- Born: 12 October 1983 (age 42)
- Other names: Awilo Wilbroda
- Occupation: Actress

= Jackie Nyaminde =

Kenyan actor

Jackie Nyaminde (born 1983) is a Kenyan actress whose stage names are Wilbroda and Awilo.

== Early life ==
Nyaminde was born on 12 October 1983, and raised in Nairobi West, Langata and Rongai in Kajiado County. She was the first born into a family of six and she attended Kongoni Primary School and Uhuru Gardens Primary School in Nairobi, for secondary education she attended Koru Girls High School in Kisumu County.

== Career ==
Nyaminde took a short course on film production after high school.

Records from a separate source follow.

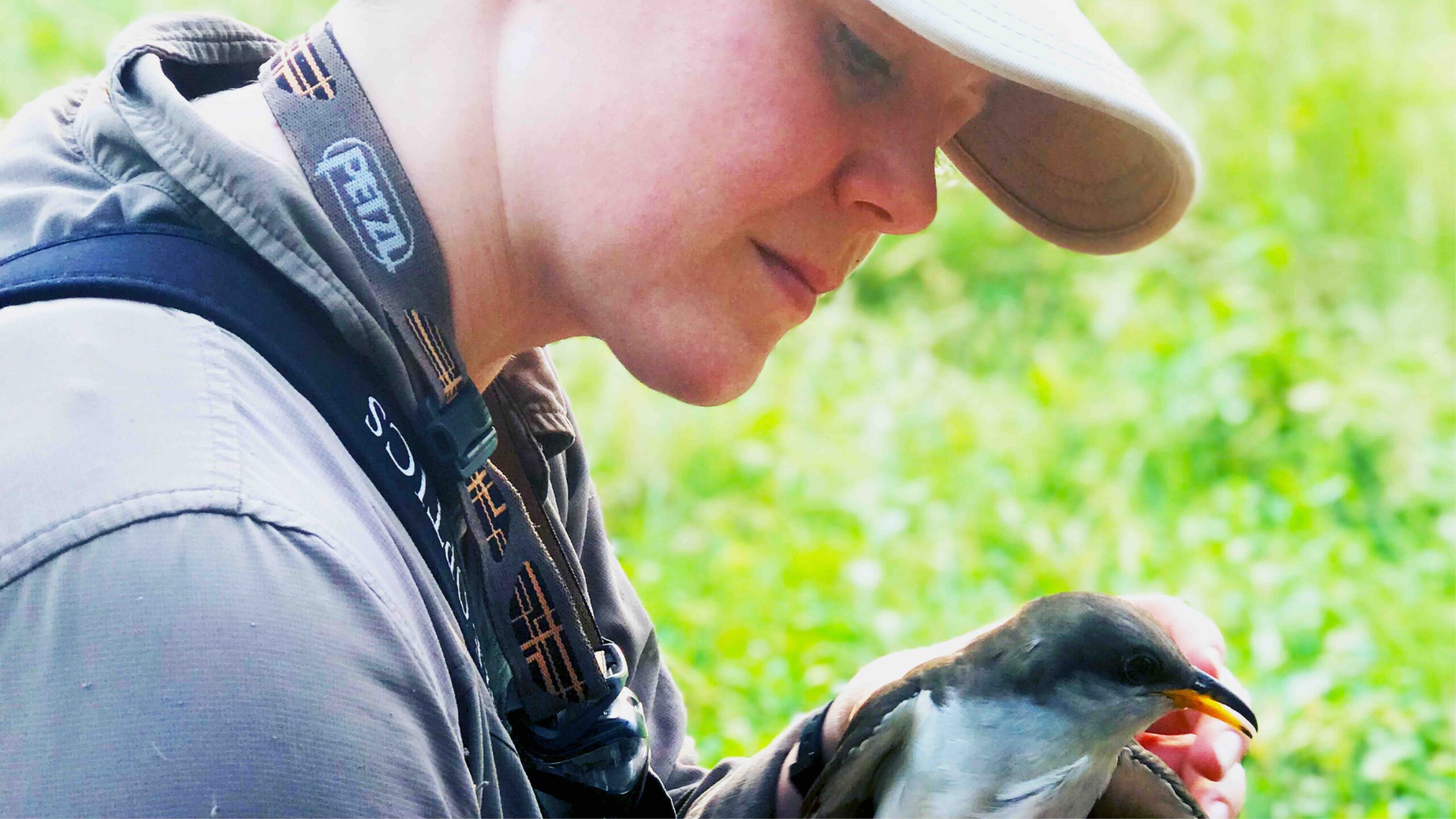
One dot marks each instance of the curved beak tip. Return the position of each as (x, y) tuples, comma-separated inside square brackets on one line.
[(1212, 697)]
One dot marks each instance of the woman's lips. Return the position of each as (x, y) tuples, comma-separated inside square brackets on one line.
[(801, 280)]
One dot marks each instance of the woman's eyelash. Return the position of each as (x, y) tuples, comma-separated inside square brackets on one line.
[(862, 61)]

Her acting started at the Kenya National Theatre before 2007. She travelled to different parts of the country visiting high schools to perform set books with other Kenyan actors. She acts in a local popular show Papa Shirandula which is aired on Citizen TV.

She has worked as a radio presenter at several Kenyan radio stations and is currently (2021) working at Milele Fm, co-hosting with Alex Mwakideu on the Morning Show. She previously worked at Citizen radio alongside Inspekta Mwala and Luchivya. She is also a philanthropist and co-founded a charity with fellow comedians. She champions many causes, among them child health and hygiene.

In October 2025, Jackie is set to star in the Maisha Magic Plus telenovela, Lazizi alongside Hellen Keli and Mwaniki Mageria.